Cognitive dissonance. I seem to experience it more often these days, and it's not limited to my perceptions of brand and marketing.
Have you see the pictures coming out of Beijing?
That milky soup in the air isn't an early-morning, dewy haze. It's air pollution. Toxic gases and chunky, gritty particulates floating in and out of people's lungs.
These images run headlong into my understanding of the global warming issue, and my perceptions of the Kyoto Accord in particular.
China signed the agreement, but has claimed some special status that requires it only monitor/report emissions vs. do anything about them. Lots of the propaganda coming from China is directed at daring the U.S. to sign, most likely without the capacity (or gall) of claiming such similar dispensation. The language from the environmental lobby avoids the messy bickering between nations altogether, in lieu of simple math: agreement equals good.
Only tell that to the Olympic athletes coughing and wheezing in Beijing.
My dim bulbish affliction requires that I challenge branding that doesn't reflect reality...or makes that reality easier or better understood. Conversely, I think that one of the main reasons that brand marketing fails is when it either tolerates or actively promotes a gap between the two. Where gurus see "brand value," I tend to see "irrelevance" or, more egregiously, cognitive dissonance.
There are reasons why trust in corporations is at an all-time low, and why lots of marketing doesn't do much beyond enrich the agencies and media who produce it. I'd say one of the key drivers is this disconnect.
So, maybe that's why the global warming issue has failed to fully connect with everyone?
Think about it: the language, or branding, on the issue is marvelously dire and compelling. Though poorly named -- colder winters are hard to reconcile with a trend toward a warmer earth, so climate change or distruption would have been better brand names -- the concept is easy to grasp, and it has lots of inspired, talented people promoting it.
Yet lots of people have nagging doubts.
Sure, there are the small group of dedicated political or ideological fanatics who can't separate facts from their rabid hatred of other political or ideological fanatics, but there's a larger group of consumers who, in spite of all the great branding, can't connect-the-pollutants.
Even though China looks bad, how is America somehow a worse polluter?
- China has a thriving manufacturing economy, so what's the connection between emissions and business growth?
- What good is an agreement if countries that sign it don't sign-on to the same commitments?

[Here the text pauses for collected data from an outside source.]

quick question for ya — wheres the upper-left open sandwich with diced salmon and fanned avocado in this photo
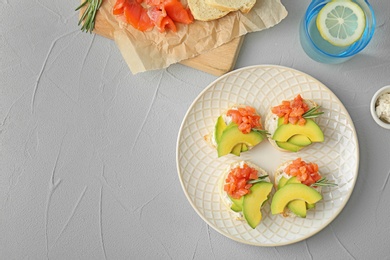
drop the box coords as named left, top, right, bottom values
left=204, top=105, right=266, bottom=157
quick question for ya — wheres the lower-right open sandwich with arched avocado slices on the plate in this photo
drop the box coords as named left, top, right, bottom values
left=271, top=158, right=336, bottom=218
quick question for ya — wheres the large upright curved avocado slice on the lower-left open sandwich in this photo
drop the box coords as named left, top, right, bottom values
left=242, top=182, right=273, bottom=229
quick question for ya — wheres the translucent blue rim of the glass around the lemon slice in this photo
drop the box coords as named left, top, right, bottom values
left=303, top=0, right=376, bottom=58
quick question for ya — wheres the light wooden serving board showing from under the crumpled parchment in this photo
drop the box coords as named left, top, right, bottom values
left=89, top=1, right=244, bottom=76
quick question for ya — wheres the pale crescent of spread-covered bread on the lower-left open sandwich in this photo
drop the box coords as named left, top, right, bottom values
left=218, top=161, right=271, bottom=220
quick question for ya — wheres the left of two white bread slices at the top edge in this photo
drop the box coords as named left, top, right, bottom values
left=187, top=0, right=229, bottom=22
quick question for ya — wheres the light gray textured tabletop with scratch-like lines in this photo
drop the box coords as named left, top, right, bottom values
left=0, top=0, right=390, bottom=259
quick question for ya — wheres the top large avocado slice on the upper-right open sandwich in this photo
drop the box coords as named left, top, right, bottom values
left=272, top=118, right=324, bottom=142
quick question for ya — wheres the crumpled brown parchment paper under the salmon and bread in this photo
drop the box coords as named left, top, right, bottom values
left=99, top=0, right=287, bottom=74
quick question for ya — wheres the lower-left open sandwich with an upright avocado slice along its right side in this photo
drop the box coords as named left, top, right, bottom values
left=219, top=161, right=273, bottom=228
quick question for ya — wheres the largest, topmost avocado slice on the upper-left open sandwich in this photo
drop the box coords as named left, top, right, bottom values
left=217, top=123, right=264, bottom=157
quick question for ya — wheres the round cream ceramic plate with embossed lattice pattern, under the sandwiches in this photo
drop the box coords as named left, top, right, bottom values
left=176, top=65, right=359, bottom=246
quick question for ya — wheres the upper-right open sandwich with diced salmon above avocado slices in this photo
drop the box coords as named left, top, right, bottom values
left=265, top=95, right=324, bottom=152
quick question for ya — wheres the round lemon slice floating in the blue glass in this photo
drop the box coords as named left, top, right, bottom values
left=316, top=0, right=366, bottom=46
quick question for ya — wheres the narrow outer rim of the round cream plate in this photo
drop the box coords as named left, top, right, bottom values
left=176, top=65, right=359, bottom=247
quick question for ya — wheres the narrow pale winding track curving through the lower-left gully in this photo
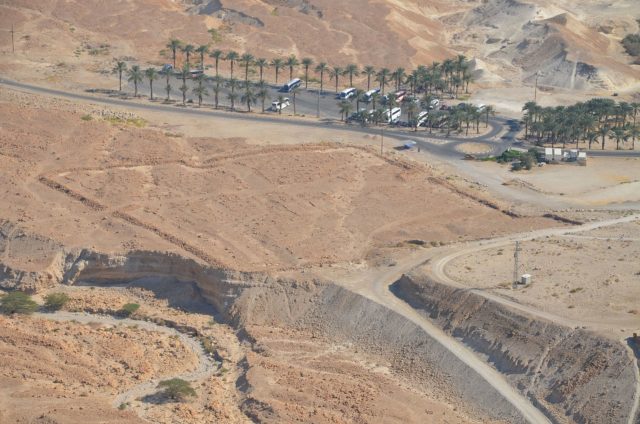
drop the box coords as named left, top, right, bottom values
left=35, top=311, right=215, bottom=417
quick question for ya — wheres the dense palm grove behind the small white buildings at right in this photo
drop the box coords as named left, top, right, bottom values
left=522, top=98, right=640, bottom=150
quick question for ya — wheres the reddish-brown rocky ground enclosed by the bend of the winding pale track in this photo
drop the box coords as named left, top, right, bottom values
left=0, top=316, right=197, bottom=423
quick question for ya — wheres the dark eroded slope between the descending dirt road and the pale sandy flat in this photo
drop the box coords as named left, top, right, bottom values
left=392, top=273, right=636, bottom=423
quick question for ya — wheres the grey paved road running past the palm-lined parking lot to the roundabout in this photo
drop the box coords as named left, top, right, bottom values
left=0, top=78, right=515, bottom=160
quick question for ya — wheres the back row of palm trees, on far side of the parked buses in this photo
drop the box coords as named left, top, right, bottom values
left=166, top=39, right=473, bottom=97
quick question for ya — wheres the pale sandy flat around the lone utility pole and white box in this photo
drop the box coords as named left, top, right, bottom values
left=446, top=221, right=640, bottom=333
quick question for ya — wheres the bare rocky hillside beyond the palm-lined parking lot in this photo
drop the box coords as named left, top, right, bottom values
left=0, top=0, right=640, bottom=107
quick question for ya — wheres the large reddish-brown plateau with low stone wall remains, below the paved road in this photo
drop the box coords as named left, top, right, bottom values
left=0, top=88, right=551, bottom=270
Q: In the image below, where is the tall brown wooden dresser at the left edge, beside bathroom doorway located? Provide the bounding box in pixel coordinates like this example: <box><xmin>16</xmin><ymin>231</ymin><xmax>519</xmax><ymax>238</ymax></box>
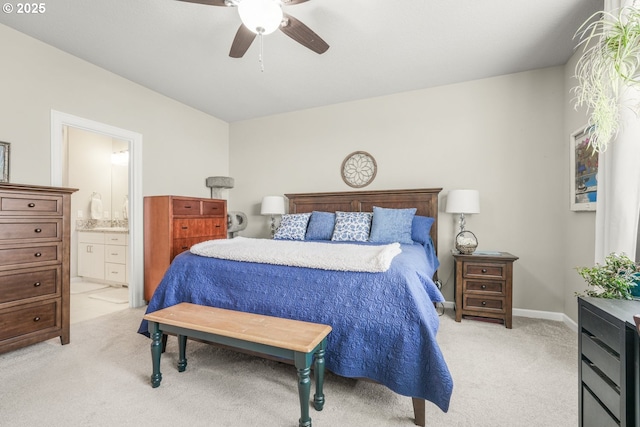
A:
<box><xmin>0</xmin><ymin>183</ymin><xmax>77</xmax><ymax>353</ymax></box>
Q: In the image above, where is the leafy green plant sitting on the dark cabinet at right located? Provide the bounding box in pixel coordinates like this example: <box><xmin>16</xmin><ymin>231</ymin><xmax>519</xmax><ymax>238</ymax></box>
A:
<box><xmin>576</xmin><ymin>253</ymin><xmax>640</xmax><ymax>300</ymax></box>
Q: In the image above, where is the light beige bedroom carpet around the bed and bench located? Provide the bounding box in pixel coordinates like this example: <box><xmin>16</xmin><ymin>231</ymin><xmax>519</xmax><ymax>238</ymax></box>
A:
<box><xmin>0</xmin><ymin>308</ymin><xmax>578</xmax><ymax>427</ymax></box>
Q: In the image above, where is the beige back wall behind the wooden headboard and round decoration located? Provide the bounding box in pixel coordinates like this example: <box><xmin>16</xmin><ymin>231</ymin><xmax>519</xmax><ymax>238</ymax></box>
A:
<box><xmin>230</xmin><ymin>67</ymin><xmax>568</xmax><ymax>312</ymax></box>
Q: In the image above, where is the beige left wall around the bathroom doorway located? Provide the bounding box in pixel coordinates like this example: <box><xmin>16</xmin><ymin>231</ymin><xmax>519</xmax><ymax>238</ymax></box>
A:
<box><xmin>0</xmin><ymin>25</ymin><xmax>229</xmax><ymax>197</ymax></box>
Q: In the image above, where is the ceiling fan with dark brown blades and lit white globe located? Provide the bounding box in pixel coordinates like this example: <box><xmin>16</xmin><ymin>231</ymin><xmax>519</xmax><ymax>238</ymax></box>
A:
<box><xmin>179</xmin><ymin>0</ymin><xmax>329</xmax><ymax>58</ymax></box>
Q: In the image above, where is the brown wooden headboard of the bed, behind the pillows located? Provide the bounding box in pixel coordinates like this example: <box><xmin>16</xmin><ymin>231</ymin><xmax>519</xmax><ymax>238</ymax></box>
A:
<box><xmin>285</xmin><ymin>188</ymin><xmax>442</xmax><ymax>254</ymax></box>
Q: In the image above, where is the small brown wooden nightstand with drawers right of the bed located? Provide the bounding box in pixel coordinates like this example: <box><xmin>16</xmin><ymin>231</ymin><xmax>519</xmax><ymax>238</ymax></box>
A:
<box><xmin>453</xmin><ymin>252</ymin><xmax>518</xmax><ymax>329</ymax></box>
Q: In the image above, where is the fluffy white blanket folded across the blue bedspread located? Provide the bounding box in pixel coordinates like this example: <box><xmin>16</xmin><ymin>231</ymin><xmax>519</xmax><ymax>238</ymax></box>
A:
<box><xmin>191</xmin><ymin>237</ymin><xmax>402</xmax><ymax>273</ymax></box>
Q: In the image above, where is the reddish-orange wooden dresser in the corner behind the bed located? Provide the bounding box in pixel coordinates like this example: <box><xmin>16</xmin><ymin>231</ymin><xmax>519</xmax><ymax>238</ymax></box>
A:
<box><xmin>144</xmin><ymin>196</ymin><xmax>227</xmax><ymax>302</ymax></box>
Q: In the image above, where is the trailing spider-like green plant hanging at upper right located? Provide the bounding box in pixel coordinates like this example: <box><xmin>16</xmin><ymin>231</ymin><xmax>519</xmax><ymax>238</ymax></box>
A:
<box><xmin>573</xmin><ymin>6</ymin><xmax>640</xmax><ymax>152</ymax></box>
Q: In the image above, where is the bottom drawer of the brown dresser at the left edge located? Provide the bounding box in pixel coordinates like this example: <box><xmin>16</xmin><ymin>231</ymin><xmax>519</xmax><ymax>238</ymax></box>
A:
<box><xmin>0</xmin><ymin>299</ymin><xmax>60</xmax><ymax>341</ymax></box>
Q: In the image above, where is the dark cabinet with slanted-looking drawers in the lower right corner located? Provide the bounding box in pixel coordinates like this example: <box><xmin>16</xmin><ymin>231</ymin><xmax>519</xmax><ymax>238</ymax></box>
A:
<box><xmin>578</xmin><ymin>297</ymin><xmax>640</xmax><ymax>427</ymax></box>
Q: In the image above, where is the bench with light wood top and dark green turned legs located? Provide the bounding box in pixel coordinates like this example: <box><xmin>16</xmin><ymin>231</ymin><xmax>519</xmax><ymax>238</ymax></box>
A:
<box><xmin>144</xmin><ymin>303</ymin><xmax>331</xmax><ymax>427</ymax></box>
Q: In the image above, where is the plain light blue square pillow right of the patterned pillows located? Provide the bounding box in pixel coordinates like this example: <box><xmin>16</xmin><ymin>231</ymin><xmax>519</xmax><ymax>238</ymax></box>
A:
<box><xmin>369</xmin><ymin>206</ymin><xmax>416</xmax><ymax>244</ymax></box>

- How is it that Chinese citizens tolerate Beijing (and other cities) wherein you can't take a deep breath?
- What does it say about their capacity for embracing and living up to global contract?
It would help the case for addressing global warming debate if these complexities were at least acknowledged, let alone discussed.
Simply declaring the issue a fact, and support of Koyto an obvious good thing...thereby implicitly labeling those opposed to either point nothing better than Luddite contrarians...isn't smart branding. It's not compelling. And the images coming out of China make the debate seem oddly disconnected from reality.